In the chamber, John Swinney curiously didn’t touch on this aspect of a ban. But a motion tabled last month supported by Green, SNP and Labour MSPs clearly – and chillingly – demands a ban that extends to ‘all settings’ – which includes home and family, without a doubt.
Twenty years ago, the idea that just talking to your own child might land you in jail would still have been unthinkable to most.
Today, you don’t have to be a conspiracy theorist to worry it could happen. Under Keir Starmer, after all, dozens have been jailed and thousands arrested for ‘offensive’ tweets.

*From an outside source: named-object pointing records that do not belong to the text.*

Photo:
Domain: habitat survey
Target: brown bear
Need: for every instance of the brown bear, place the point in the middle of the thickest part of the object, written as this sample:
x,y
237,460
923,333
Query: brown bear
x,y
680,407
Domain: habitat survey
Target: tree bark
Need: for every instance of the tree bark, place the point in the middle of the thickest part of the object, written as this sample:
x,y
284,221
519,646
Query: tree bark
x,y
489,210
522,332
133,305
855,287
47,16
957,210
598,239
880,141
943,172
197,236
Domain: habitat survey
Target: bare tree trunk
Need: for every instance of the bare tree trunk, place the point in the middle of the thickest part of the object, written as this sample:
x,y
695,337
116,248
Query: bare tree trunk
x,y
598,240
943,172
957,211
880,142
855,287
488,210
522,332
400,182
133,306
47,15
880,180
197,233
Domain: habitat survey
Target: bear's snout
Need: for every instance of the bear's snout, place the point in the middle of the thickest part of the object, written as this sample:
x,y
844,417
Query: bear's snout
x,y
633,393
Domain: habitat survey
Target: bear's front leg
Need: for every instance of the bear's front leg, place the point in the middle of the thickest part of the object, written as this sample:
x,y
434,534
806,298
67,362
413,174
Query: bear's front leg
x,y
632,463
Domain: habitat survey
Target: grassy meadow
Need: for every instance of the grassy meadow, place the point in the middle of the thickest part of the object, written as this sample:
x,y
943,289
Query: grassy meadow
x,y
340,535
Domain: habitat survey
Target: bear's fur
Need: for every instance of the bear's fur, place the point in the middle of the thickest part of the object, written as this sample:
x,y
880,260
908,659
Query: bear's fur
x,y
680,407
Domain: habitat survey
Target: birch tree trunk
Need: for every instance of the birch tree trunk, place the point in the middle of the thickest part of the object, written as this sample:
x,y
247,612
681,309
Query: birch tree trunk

Public bodies – health trusts, universities, prisons, leisure centres and schools – have thought nothing of requiring women and girls to share intimate spaces with males, and sacking those who dared to object.
Despite a crystal-clear judgment from the Supreme Court last year, many still refuse to change their ways.
UK Government minister Bridget Phillipson procrastinated for almost a year before finally releasing guidance backing up the court on single-sex spaces.
Even now, Labour MPs like Stella Creasy and union leaders are waging campaigns to undermine the ruling.
This hubristic attitude in part explains the seismic backlash at the last elections.
What defies explanation is why progressive politicians would put their remaining electoral credibility on the line for yet another gender dogma-fuelled diversion that is almost certainly doomed to end in legal defeat.
SNP plans to outlaw conversion practices would turn Scotland into a 21st century Stasi state, and they must be dropped.
■ Claire Methven O’Brien is an academic at the University of Dundee. She writes here in a personal capacity.